Contrary to popular opinion, the latest rate hike by the FED seemed to launch a leg lower on the US Dollar Index. The US Dollar Index was designed to measure the US Dollar against a basket of major currencies, and given its performance, the US Dollar could be looking at a prolonged break to the downside.
In most cases, a tightening cycle in a major currency will give it an advantage over other currencies, but this time around, that might not be the case.
There also seems to be mixed opinions at the highest levels of the US Government about the dollar, with Treasury Secretary Mnuchin's comments at Davos flying in the face of a later statement from President Trump.
While Treasury Secretary Mnuchin made comments that seemed to break with the 'Strong Dollar Policy' that has been in place since the 1990's, President Trump was vocal in his desire for a strong US Dollar.
Regardless of the jawboning in Switzerland, the US Dollar index is looking weaker all the time. President Trump's comments served to create an intraday reversal in both the US Dollar Index and precious metals, with the former strengthening as the latter sold off.
Just A Dollar Story?
Even with today's weakness, gold and silver are both still showing gains for 2018 in US Dollar terms. This isn't the case for the price of gold in British Pounds, and for the Euro zone, the gold price is basically flat so far in 2018.
While much of 2017's rally from the midsummer lows was reflected in most of the major currencies, so far this year, the appreciation of precious metals appears to be led by a weakening US Dollar.
Going into the last FED meeting, many investors associated a FED tightening cycle with lower precious metals prices, and a stronger US Dollar. This has not materialized, and now would be a good time to question the strength of the central banks to control the real economy, given the massive uncertainty that surrounds not only the financial system, but international relations as well.
President Trump ran for office on a protectionist platform, and in many ways, he is honoring the ideals that helped to get him elected. Unfortunately, the US economy may not hold up to the kind of pressures that increasingly isolationist economic policies could create, or the backlash from major trading partners they could engender.
The 800 Kilo Dragon
The recent US Trade Representative (USTR) report to the World Trade Organization (WTO) didn't find much enthusiasm in the Middle Kingdom.

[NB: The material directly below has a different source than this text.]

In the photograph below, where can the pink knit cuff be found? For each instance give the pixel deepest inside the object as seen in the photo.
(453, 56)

To sum up the USTR in brief would be difficult, but sentences like this do a good job of demonstrating the US position at the moment, “It is now clear that the WTO rules are not sufficient to constrain China’s market-distorting behaviour.”
The report also states that the US 'erred' in supporting China's entrance into the WTO, and that China isn't committed to using a 'market oriented trade regime'. These harsh sounding words come at a time when China is launching an oil futures contract priced in its home currency, the Yuan, and looking for other places around the world to open military bases.

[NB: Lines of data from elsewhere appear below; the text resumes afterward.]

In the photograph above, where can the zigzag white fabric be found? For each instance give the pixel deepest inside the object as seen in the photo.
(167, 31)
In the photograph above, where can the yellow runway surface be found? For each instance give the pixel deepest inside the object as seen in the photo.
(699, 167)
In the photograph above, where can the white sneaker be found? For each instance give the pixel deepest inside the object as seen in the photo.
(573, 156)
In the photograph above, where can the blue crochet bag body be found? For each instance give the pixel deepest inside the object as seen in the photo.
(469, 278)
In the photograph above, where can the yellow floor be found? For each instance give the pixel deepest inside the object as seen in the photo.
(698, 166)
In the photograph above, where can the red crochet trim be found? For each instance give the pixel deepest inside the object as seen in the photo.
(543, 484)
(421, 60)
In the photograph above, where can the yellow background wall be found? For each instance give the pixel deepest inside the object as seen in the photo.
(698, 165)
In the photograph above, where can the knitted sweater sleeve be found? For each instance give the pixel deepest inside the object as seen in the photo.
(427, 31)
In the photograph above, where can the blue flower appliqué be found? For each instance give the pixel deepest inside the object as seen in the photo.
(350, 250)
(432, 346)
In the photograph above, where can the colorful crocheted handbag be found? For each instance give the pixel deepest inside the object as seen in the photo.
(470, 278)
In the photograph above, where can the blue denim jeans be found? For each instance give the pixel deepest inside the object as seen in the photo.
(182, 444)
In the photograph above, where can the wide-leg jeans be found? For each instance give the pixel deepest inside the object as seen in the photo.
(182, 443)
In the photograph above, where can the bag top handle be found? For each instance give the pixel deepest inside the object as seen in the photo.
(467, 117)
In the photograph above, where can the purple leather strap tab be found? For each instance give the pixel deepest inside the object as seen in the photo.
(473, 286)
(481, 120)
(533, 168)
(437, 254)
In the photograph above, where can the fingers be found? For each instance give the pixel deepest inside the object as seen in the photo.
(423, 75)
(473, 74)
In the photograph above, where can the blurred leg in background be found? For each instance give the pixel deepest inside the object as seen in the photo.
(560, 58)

This USTR was released at nearly the same time that another important document emerged from the Pentagon, and for the first time in a decade, the US has a new National Defense Strategy.

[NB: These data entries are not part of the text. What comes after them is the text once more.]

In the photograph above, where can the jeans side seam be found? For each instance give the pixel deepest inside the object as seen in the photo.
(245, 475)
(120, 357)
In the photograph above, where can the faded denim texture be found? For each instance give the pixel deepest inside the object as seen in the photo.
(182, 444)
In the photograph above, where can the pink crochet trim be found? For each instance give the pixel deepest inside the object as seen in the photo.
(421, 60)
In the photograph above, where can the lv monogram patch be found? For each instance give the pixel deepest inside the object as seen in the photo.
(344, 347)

Apparently the US Department of Defense is planning to pivot from terrorism to 'great power competition' as their primary focus, with Secretary of Defense Mattis saying that the US has to face a “growing threat from revisionist powers as different as China and Russia, nations that seek to create a world consistent with their authoritarian models.”
The Yuan has been among the currencies that have been gaining against the US Dollar, having reached levels not seen since the shock intervention by the Chinese in 2015. While the Chinese government has shown great restraint in responding to these changes in US policy with their public statements, there is probably more going on behind the scenes.
It is unclear how President Trump plans to support the value of the US Dollar by engaging in both economic and military antagonism towards the world's second largest economy, but for the moment, his words at Davos seem to be enough to spur some profit taking in short dollar, and long precious metals positions.
In the long run jawboning may not be as effective in supporting the US Dollar, and many prominent investors see precious metals as a good way to have some assets outside of the Fiat currency dominated financial system.